From the Press and Sun Bulletin, May 4, 2019: https://www.pressconnects.com/story/opinion/readers/2019/05/04/opinion-broome-county-schools-need-fewer-officers-more-counselors/1090288001/
OPINION
Your Turn: Broome County schools need fewer officers, more counselors
Bill Martin, Guest columnist Published 7:49 a.m. ET May 4, 2019
An Owego Free Academy student was arrested by a Student Resource Officer on Nov. 2. A portion was caught on video. Binghamton Press & Sun-Bulletin
How can we best educate and protect Broome County’s kids? Do we spend thin funding on more teachers or nurses? Or guidance or mental health counselors? Or protect them against armed attack?
Unfortunately fear, and not what harms kids, drives today’s calculations. One in three parents fear for the safety of their child at school. Students and teachers practice turning off lights, locking classroom doors, pulling down window shades, and huddling quietly in closets to hide from active shooters.
Fear dictates protection. In Broome County, the number of armed School Resource Officers (SROs) and civilian security staff has grown steadily. What does this cost? And has this reduced or prevented harm?
Bill Martin (Photo: Binghamton University photo)
Incomplete responses to Freedom of Information requests and public sources produce a rough total for Broome County schools of $1.3 million per year. This largely excludes civilian security staff, the “hardening” of schools, staff training, consultant fees, etc.
For many, this is not nearly enough. State legislators, led by our Senator (and former undersheriff and current police officer) Fred Akshar, have long pushed for more police. Senate Bill S1330, cosponsored by Akshar, proposes that the state fund a force of retired police officers in all public and private schools outside of New York City — and raising SRO pay by over 60%.
The cost? Close to $200 million a year.
As an employment program, adding 4,000 part-time retirees to the state payroll is impressive. Nationwide, we’ve seen billions spent on policing schools. Meanwhile, 14 million students go to a school with a police officer but no counselor, nurse, psychologist or social worker.

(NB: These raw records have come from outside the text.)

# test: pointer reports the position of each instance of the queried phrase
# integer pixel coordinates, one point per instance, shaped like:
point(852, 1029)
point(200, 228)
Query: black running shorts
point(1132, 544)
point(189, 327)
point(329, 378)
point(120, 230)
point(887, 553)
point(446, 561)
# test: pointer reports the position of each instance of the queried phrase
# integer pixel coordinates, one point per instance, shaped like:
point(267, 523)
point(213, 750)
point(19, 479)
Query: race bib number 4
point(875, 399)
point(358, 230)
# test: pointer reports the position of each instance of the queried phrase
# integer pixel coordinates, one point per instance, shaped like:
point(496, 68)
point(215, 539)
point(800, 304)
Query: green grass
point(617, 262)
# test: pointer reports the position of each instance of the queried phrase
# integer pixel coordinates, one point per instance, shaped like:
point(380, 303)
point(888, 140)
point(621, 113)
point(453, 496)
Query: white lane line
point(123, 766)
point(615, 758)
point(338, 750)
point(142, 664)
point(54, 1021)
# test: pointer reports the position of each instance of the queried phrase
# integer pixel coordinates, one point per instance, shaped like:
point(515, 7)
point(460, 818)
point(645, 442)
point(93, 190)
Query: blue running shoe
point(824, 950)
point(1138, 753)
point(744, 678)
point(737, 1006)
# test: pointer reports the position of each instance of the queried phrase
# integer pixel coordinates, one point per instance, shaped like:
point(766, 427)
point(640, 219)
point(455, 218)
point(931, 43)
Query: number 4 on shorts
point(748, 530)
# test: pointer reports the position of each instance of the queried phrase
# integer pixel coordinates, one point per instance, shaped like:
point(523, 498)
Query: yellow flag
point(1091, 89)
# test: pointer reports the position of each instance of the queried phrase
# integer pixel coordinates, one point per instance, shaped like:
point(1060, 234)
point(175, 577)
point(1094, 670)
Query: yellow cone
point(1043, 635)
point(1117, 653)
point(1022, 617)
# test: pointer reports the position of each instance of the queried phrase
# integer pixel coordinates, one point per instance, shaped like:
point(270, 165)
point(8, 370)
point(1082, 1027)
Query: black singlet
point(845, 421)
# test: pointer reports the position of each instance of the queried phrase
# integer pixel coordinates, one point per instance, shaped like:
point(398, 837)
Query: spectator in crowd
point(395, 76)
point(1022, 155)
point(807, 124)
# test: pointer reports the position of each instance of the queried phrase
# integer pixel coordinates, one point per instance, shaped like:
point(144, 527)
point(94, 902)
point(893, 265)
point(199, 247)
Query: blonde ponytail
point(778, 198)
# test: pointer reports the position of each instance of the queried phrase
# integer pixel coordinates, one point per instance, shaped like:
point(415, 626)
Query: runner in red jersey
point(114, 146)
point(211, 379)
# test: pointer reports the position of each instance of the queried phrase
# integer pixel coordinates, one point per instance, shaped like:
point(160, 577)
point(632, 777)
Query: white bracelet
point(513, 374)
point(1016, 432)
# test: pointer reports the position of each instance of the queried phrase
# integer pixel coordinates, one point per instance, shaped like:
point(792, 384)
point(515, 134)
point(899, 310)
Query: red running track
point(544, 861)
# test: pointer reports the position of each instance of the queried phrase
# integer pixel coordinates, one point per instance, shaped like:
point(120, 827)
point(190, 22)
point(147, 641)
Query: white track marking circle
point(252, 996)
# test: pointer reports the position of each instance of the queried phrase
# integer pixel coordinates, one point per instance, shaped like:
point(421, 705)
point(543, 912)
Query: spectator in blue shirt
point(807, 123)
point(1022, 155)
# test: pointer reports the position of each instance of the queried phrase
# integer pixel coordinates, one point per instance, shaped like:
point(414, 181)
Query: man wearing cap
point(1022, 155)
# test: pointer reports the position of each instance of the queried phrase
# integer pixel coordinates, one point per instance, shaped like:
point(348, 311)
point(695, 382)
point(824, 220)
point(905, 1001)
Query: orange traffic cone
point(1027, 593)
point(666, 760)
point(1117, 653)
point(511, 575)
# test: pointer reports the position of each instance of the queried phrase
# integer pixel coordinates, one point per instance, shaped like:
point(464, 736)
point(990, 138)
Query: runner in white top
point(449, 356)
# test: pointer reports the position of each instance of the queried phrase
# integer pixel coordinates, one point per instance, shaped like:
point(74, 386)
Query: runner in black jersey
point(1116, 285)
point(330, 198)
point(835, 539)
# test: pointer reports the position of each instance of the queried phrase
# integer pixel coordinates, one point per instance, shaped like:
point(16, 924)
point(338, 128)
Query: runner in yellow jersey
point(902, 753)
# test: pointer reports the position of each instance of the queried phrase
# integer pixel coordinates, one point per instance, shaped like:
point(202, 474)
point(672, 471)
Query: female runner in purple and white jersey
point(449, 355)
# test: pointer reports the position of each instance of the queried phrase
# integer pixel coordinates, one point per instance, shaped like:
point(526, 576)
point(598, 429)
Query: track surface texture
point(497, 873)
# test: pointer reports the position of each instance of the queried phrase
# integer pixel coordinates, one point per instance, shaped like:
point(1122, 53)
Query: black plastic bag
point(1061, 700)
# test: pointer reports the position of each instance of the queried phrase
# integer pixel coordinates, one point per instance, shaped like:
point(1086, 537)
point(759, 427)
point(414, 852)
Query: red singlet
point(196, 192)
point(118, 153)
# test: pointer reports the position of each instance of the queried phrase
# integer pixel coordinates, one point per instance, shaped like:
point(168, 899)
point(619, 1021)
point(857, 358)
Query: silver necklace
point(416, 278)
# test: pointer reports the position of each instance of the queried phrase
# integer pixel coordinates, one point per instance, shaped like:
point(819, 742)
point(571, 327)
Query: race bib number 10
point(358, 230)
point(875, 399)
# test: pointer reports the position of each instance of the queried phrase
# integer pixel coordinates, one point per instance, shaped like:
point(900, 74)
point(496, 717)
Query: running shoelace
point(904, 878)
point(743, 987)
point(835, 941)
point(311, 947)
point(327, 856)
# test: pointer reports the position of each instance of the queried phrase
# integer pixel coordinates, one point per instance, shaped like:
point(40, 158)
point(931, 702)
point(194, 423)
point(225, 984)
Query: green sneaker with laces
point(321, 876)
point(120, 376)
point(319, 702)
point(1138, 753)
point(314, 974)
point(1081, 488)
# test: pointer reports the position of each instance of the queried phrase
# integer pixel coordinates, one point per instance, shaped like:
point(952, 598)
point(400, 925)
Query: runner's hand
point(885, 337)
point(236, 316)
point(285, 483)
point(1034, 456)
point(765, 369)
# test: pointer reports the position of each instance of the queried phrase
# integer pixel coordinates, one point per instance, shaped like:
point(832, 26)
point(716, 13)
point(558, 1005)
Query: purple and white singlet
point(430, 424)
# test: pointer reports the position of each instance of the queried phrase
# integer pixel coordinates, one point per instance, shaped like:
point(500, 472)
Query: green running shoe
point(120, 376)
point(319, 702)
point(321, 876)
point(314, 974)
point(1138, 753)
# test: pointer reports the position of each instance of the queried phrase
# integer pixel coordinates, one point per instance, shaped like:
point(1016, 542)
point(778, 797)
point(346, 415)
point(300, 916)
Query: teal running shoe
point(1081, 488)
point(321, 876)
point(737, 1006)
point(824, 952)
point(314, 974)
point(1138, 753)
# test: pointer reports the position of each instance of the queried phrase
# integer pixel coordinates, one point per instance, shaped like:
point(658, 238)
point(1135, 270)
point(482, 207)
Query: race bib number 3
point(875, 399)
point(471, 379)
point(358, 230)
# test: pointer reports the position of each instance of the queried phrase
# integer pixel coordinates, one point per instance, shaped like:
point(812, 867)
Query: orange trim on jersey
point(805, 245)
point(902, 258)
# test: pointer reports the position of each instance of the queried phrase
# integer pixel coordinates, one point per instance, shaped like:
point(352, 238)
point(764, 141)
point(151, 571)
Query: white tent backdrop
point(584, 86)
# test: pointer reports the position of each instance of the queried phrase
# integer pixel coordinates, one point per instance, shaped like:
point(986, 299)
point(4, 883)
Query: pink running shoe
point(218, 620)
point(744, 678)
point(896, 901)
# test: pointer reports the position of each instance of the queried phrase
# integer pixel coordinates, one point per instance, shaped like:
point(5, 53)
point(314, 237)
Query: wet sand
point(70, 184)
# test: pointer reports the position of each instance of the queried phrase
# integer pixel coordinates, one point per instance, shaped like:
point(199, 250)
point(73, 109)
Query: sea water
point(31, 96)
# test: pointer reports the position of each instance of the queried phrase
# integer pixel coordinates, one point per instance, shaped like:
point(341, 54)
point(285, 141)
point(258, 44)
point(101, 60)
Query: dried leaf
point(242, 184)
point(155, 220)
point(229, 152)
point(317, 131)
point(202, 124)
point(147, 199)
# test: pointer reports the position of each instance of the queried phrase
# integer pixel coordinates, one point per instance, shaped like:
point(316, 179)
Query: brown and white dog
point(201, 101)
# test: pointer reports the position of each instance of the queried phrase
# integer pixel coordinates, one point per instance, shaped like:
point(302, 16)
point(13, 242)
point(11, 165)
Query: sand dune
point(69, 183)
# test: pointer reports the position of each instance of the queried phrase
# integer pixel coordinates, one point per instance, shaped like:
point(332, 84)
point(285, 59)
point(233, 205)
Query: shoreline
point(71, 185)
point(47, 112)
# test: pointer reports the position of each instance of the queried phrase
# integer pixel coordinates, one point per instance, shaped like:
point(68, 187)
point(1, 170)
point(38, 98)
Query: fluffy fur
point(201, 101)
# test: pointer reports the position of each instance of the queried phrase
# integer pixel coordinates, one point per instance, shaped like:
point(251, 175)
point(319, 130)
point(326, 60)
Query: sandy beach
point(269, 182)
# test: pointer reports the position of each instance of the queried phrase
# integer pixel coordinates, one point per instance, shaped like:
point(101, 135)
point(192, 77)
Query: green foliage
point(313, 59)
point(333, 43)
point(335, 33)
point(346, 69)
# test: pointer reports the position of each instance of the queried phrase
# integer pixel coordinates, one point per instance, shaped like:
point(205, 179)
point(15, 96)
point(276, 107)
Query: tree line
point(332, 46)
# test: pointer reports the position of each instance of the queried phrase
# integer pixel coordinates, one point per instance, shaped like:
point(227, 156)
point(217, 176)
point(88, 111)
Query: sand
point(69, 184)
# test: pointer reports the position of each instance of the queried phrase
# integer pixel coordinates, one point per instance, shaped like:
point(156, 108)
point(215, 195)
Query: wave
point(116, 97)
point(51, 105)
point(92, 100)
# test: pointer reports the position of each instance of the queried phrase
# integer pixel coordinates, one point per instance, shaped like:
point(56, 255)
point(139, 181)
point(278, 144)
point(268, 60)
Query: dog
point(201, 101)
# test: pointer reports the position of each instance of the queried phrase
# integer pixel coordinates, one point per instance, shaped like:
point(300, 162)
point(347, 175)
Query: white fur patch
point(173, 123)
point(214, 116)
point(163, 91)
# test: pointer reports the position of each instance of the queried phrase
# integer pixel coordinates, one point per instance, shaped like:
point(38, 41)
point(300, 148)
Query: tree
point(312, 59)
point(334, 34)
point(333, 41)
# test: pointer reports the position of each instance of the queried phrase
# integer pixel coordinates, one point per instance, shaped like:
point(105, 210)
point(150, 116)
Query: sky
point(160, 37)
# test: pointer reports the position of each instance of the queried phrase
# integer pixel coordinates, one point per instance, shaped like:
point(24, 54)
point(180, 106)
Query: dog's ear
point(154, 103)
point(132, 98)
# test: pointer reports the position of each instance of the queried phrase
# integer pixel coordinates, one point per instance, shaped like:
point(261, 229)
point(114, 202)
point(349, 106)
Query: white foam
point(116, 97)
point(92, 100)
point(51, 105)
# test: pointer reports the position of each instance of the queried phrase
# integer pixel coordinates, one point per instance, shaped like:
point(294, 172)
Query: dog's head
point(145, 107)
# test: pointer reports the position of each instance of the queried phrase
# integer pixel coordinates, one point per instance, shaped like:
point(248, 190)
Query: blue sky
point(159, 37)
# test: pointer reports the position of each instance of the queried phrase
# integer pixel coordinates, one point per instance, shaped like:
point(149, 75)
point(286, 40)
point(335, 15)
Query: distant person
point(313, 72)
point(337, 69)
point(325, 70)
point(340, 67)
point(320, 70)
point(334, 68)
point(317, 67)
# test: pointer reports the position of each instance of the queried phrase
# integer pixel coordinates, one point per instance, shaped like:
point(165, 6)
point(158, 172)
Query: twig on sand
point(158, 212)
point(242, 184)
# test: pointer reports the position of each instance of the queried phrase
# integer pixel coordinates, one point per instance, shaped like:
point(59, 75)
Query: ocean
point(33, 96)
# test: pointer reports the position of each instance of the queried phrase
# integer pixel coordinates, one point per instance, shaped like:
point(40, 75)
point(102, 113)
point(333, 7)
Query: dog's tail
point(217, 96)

Even worse, as reports by security firms, scholars and the Congressional Research Service tell us, deaths in schools from active shooters are a minuscule subset of school fatalities, less than 5 percent, and an even smaller percentage of youth homicides or suicides by firearms. Students know this: Their fear of attack or harm while in school has been falling for over two decades. The harms students may face are those that armed police can do little to prevent or resolve: transport accidents, suicide, bullying and hate crimes.
Indeed armed police often exacerbate these problems. For more policing is associated with more detention and arrests. And as local and national statistics suggest, policing reinforces racial disparities, with racially disproportionate rates of detention and arrest.
In the Binghamton School District, which spends the most on armed and private security ($360,000), African-American students are suspended at 2.5 times the rate for white students and suffer a 26% dropout rate. Countywide, African-Americans are 10 percent of youths but 43% of juvenile detentions, with 50% of those on probation supervision.
It is simply too costly a system: too many police in schools, too many poor, disabled and students of color channeled into the criminal justice system, and too few counselors, nurses and mental health workers to really help kids address the conflicts and harms of growing up in these troubled times.
Bill Martin teaches at Binghamton University, and is a founding member of Justice and Unity for the Southern Tier.